In spite of the firm bounce in price, there still wouldn't be many who think Boer Power Holdings' price-to-sales (or "P/S") ratio of 0.3x is worth a mention when the median P/S in Hong Kong's Electrical industry is similar at about 0.5x. While this might not raise any eyebrows, if the P/S ratio is not justified investors could be missing out on a potential opportunity or ignoring looming disappointment.

Check out our latest analysis for Boer Power Holdings

ps-multiple-vs-industry
SEHK:1685 Price to Sales Ratio vs Industry December 21st 2023

What Does Boer Power Holdings' P/S Mean For Shareholders?

The recent revenue growth at Boer Power Holdings would have to be considered satisfactory if not spectacular. One possibility is that the P/S is moderate because investors think this good revenue growth might only be parallel to the broader industry in the near future. Those who are bullish on Boer Power Holdings will be hoping that this isn't the case, so that they can pick up the stock at a lower valuation.

Although there are no analyst estimates available for Boer Power Holdings, take a look at this free data-rich visualisation to see how the company stacks up on earnings, revenue and cash flow.

How Is Boer Power Holdings' Revenue Growth Trending?

In order to justify its P/S ratio, Boer Power Holdings would need to produce growth that's similar to the industry.

Retrospectively, the last year delivered a decent 4.8% gain to the company's revenues.
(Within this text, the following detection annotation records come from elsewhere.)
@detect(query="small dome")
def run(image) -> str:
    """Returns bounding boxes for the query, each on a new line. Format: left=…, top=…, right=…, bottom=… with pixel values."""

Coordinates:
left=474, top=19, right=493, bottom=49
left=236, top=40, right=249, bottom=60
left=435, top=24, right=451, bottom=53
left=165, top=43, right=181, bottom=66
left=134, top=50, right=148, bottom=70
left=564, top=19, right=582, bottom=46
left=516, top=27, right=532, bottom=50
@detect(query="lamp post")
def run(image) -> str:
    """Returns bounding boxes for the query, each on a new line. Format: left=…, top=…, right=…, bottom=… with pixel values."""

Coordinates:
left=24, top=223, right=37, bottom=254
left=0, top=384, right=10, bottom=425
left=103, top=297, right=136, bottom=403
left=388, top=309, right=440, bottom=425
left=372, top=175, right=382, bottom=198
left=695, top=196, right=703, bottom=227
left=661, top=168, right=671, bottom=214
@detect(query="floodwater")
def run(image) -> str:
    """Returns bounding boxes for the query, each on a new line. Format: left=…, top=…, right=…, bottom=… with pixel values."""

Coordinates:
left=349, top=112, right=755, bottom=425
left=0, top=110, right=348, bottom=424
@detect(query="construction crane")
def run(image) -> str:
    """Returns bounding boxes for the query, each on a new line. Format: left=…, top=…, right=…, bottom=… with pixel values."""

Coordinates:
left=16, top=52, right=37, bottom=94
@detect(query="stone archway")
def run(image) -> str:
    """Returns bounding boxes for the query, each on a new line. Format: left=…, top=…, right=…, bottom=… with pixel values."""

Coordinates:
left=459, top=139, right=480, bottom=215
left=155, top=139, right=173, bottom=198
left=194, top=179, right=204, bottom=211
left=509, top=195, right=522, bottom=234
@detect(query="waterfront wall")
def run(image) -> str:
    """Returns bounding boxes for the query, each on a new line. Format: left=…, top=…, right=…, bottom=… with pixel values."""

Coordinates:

Still, lamentably revenue has fallen 24% in aggregate from three years ago, which is disappointing. So unfortunately, we have to acknowledge that the company has not done a great job of growing revenue over that time.

Weighing that medium-term revenue trajectory against the broader industry's one-year forecast for expansion of 24% shows it's an unpleasant look.

With this in mind, we find it worrying that Boer Power Holdings' P/S exceeds that of its industry peers. It seems most investors are ignoring the recent poor growth rate and are hoping for a turnaround in the company's business prospects. Only the boldest would assume these prices are sustainable as a continuation of recent revenue trends is likely to weigh on the share price eventually.

The Final Word

Boer Power Holdings' stock has a lot of momentum behind it lately, which has brought its P/S level with the rest of the industry. Using the price-to-sales ratio alone to determine if you should sell your stock isn't sensible, however it can be a practical guide to the company's future prospects.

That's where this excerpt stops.